Fossett bije samego siebie
Steve Fossett (AFP)Amerykański milioner i poszukiwacz
przygód Steve Fossett, który marzy o okrążeniu świata, w niedzielę
pobił własny rekord w długości samotnego lotu balonem.
W czasie lotu nad Oceanem Indyjskim, o godz. 18.23 (czasu warszawskiego) Fossett pobił rekord, który do niedzieli wynosił 22.909 kilometry samotnego lotu. Amerykański marzyciel leci już balonem 12. dzień.
Teraz wszystko wydaje się układać idealnie. Lot przebiega praktycznie bez żadnych zakłóceń - powiedział Bryan Maddocks z centrum kontroli lotu Fossetta w St. Louis.
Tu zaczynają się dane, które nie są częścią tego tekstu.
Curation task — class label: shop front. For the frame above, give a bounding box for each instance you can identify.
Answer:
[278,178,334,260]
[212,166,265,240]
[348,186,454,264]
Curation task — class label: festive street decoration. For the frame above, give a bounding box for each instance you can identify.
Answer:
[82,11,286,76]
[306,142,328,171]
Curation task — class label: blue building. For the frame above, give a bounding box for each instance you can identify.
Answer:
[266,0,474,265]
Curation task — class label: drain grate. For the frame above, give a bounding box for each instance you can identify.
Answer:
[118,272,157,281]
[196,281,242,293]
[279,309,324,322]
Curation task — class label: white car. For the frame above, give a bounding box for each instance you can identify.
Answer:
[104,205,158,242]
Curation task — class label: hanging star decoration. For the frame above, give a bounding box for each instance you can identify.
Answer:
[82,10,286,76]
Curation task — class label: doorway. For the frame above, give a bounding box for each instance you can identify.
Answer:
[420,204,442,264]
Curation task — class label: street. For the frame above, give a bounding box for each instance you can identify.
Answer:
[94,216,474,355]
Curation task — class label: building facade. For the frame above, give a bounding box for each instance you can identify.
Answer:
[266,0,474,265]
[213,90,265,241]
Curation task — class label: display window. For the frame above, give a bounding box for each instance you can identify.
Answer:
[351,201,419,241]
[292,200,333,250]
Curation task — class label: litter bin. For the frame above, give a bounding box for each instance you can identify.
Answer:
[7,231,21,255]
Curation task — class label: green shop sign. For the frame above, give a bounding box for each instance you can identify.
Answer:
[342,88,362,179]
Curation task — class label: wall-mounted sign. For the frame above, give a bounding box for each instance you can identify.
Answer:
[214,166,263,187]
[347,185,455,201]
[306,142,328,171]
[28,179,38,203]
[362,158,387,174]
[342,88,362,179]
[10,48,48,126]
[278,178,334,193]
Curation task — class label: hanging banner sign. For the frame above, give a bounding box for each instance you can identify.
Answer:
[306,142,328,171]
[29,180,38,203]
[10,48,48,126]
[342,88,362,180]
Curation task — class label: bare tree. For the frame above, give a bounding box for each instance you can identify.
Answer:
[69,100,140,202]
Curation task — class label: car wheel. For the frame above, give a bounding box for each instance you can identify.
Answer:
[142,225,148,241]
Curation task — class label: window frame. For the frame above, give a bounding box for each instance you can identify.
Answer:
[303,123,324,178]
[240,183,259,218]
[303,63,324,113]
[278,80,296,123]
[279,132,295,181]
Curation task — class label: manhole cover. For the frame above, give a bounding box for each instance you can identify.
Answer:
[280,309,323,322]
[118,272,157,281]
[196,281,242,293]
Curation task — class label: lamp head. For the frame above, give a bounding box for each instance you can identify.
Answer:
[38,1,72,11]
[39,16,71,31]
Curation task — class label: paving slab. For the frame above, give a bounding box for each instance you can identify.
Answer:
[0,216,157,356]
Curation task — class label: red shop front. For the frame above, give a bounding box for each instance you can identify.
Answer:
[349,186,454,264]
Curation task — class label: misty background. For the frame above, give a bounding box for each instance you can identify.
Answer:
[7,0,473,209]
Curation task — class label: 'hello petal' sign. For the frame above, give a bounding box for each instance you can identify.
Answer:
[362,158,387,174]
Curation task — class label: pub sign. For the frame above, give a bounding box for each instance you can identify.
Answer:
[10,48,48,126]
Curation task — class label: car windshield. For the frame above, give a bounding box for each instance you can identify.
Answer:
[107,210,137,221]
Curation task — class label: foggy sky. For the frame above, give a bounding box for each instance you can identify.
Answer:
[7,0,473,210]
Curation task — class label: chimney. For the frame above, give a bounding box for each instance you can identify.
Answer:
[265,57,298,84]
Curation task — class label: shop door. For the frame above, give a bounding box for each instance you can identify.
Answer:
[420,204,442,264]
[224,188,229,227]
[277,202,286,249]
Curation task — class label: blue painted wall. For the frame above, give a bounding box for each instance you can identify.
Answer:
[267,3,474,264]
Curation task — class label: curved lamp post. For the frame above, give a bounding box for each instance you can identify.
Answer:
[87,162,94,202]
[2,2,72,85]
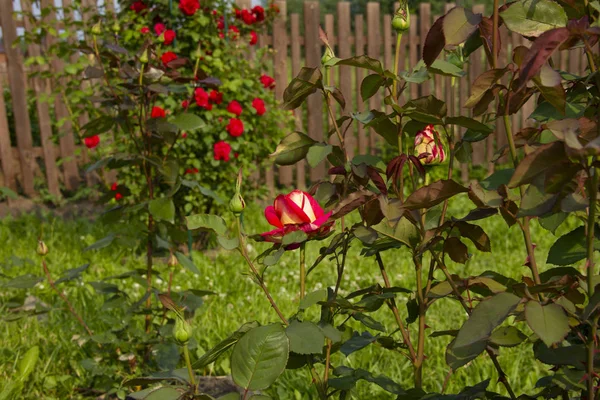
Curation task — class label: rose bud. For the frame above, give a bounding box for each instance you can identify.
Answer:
[261,190,333,250]
[415,125,446,164]
[37,240,48,256]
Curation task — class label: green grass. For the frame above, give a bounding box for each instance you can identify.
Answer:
[0,196,576,399]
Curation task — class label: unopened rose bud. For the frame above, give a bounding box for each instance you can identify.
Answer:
[392,1,410,33]
[173,315,192,346]
[37,240,48,256]
[140,49,148,64]
[92,21,102,36]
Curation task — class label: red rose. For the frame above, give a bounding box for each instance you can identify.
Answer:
[160,51,177,67]
[241,9,256,25]
[150,107,167,118]
[226,118,244,137]
[129,1,148,14]
[208,90,223,105]
[260,74,275,89]
[227,100,242,117]
[252,6,265,22]
[179,0,200,15]
[83,135,100,149]
[250,31,258,46]
[154,22,167,36]
[163,29,176,45]
[252,97,267,115]
[213,140,231,161]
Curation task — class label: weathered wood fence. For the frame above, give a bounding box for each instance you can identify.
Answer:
[0,0,586,197]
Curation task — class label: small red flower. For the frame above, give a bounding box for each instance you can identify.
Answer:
[252,97,267,115]
[252,6,265,22]
[154,22,167,36]
[250,31,258,46]
[160,51,177,67]
[179,0,200,15]
[150,107,167,118]
[129,1,148,14]
[213,140,231,161]
[208,90,223,105]
[163,29,176,46]
[241,9,256,25]
[260,74,275,89]
[226,118,244,137]
[227,100,242,117]
[83,135,100,149]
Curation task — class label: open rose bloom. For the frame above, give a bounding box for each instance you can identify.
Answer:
[415,125,446,164]
[261,190,333,250]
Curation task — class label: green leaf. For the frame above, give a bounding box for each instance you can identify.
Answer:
[546,226,600,265]
[285,321,325,354]
[231,324,290,390]
[2,274,44,289]
[442,7,481,45]
[271,132,317,165]
[525,300,570,347]
[175,251,200,275]
[306,143,333,168]
[490,326,527,347]
[500,0,567,37]
[360,74,385,101]
[171,112,204,132]
[453,292,521,351]
[148,197,175,223]
[193,321,258,369]
[185,214,227,236]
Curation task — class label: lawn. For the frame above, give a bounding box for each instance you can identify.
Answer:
[0,196,576,399]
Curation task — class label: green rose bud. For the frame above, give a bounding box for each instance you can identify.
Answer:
[37,240,48,256]
[173,315,192,346]
[92,21,102,36]
[392,2,410,33]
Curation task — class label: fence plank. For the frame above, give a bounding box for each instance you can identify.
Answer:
[354,14,369,154]
[273,1,293,186]
[0,0,35,196]
[21,0,61,197]
[418,3,428,96]
[304,1,325,182]
[290,14,306,190]
[337,1,356,159]
[361,2,382,154]
[0,74,17,192]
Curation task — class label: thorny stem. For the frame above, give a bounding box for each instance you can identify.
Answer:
[375,253,417,363]
[237,218,289,325]
[42,258,94,336]
[586,164,600,400]
[182,344,198,394]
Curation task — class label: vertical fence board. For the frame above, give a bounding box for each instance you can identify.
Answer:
[304,1,325,182]
[337,1,356,159]
[418,3,428,96]
[0,0,35,196]
[354,14,369,154]
[290,14,306,190]
[21,0,60,197]
[273,1,293,186]
[367,2,381,154]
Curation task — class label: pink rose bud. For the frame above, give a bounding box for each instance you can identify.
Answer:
[415,125,446,164]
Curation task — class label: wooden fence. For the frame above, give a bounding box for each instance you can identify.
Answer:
[0,0,586,197]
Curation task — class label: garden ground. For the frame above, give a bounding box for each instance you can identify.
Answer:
[0,196,577,399]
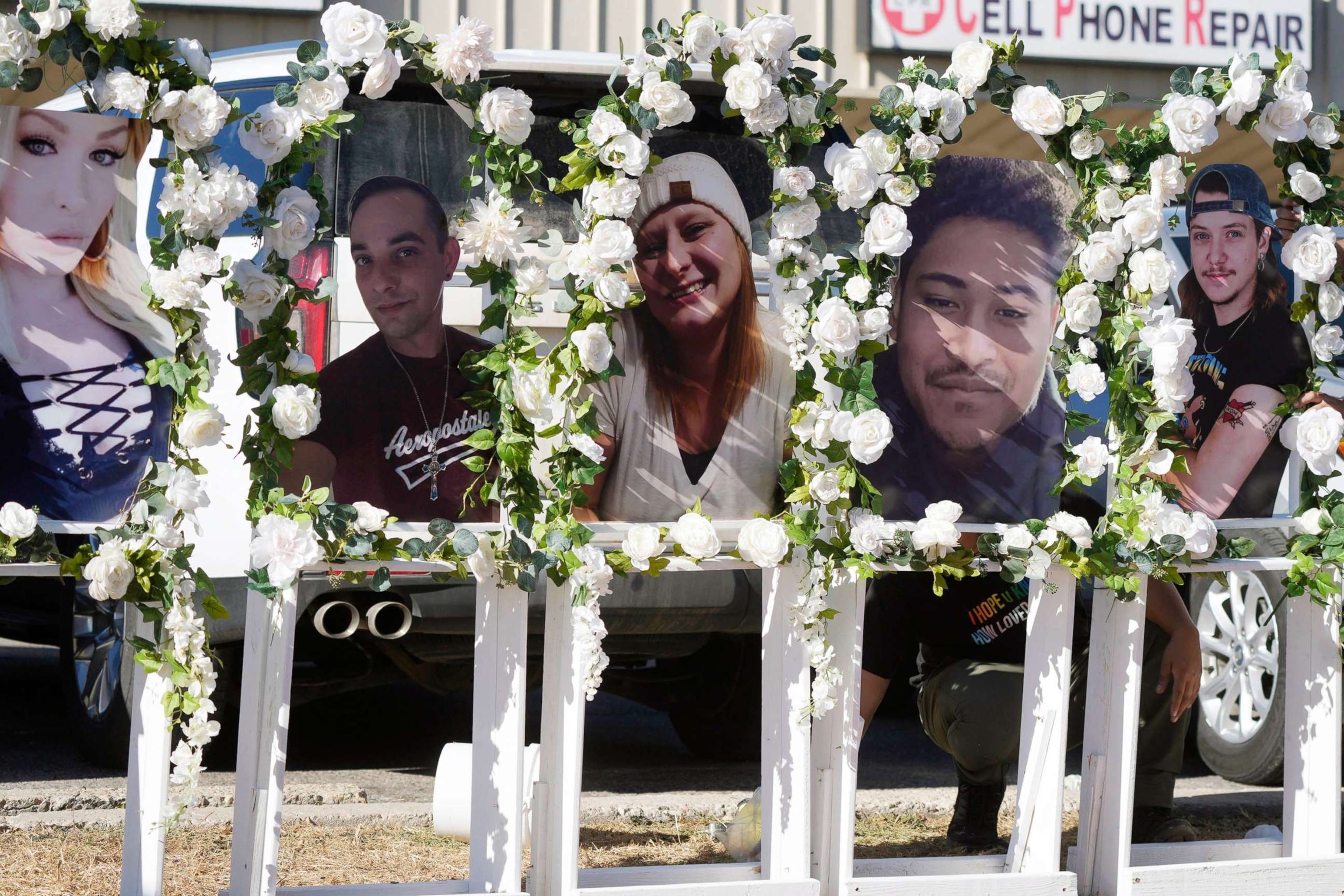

Fossett pokonał już 24.725 kilometrów - 78% założonej trasy. Obecnie podróżuje z prędkością 153,5 km/godz na wysokości 7.711 metrów.
Jak podano na stronie internetowej wyprawy, wkrótce balon "Spirit Of Freedom" powinien dostać się w strumień silnych, sprzyjających wiatrów. Wtedy przyspieszy do 222,2 km/godz i - jeśli wszystko potoczy się bez nieprzewidzianych komplikacji - Fossett osiągnie metę lotu w Northam w Australii we wtorek o godz. 12 (czasu polskiego). (and)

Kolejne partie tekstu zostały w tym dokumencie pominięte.